Growing Graphs with Hyperedge Replacement Graph Grammars

TL;DR

This paper introduces a method to extract hyperedge replacement grammars from large graphs using clique trees, enabling the generation of realistic synthetic graphs that preserve local structures and properties of the original networks.

Contribution

The paper presents a novel approach to derive hyperedge replacement grammars from real-world graphs, allowing for accurate and robust graph generation that maintains local substructures.

Findings

Generated graphs match original degree and eigenvector centrality distributions.

Synthetic graphs preserve local substructures and global properties.

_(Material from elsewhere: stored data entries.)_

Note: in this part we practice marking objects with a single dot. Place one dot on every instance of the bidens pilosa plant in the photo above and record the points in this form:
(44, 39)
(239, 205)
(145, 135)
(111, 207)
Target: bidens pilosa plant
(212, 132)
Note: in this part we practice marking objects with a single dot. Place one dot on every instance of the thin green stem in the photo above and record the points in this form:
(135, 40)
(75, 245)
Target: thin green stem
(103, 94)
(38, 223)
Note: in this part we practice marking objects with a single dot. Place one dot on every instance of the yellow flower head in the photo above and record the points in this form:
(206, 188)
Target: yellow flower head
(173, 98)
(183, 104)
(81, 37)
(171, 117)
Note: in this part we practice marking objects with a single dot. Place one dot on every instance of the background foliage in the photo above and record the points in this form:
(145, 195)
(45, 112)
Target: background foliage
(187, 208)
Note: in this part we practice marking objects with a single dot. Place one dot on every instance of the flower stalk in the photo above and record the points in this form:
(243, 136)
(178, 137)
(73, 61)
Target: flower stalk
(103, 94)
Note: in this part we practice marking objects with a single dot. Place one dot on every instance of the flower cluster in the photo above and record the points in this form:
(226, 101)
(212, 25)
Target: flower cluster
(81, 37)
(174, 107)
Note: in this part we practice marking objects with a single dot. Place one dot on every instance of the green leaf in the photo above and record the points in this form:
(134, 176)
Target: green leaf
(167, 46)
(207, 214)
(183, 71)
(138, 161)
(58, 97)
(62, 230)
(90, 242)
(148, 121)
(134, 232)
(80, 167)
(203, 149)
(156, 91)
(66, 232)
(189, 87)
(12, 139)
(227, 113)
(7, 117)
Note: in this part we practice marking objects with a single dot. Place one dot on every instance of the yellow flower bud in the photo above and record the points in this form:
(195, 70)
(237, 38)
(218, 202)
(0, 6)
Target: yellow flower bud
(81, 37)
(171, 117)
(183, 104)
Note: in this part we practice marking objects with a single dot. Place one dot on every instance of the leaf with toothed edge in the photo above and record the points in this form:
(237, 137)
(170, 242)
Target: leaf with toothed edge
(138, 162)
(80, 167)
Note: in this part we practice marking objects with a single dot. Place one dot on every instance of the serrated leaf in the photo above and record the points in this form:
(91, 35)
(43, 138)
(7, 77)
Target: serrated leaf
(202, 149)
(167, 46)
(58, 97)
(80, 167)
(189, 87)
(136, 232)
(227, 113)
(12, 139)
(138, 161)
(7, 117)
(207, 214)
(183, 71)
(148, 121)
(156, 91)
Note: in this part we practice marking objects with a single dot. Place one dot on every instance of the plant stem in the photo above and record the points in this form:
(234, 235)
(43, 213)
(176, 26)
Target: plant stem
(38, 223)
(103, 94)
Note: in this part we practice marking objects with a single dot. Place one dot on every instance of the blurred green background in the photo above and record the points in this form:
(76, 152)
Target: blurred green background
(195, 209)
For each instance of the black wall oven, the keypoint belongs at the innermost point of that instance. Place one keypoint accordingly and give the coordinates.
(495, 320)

Method performs well on large real-world network datasets.

Abstract

Discovering the underlying structures present in large real world graphs is a fundamental scientific problem. In this paper we show that a graph's clique tree can be used to extract a hyperedge replacement grammar. If we store an ordering from the extraction process, the extracted graph grammar is guaranteed to generate an isomorphic copy of the original graph. Or, a stochastic application of the graph grammar rules can be used to quickly create random graphs. In experiments on large real world networks, we show that random graphs, generated from extracted graph grammars, exhibit a wide range of properties that are very similar to the original graphs. In addition to graph properties like degree or eigenvector centrality, what a graph "looks like" ultimately depends on small details in local graph substructures that are difficult to define at a global level. We show that our generative graph model is able to preserve these local substructures when generating new graphs and performs well on new and difficult tests of model robustness.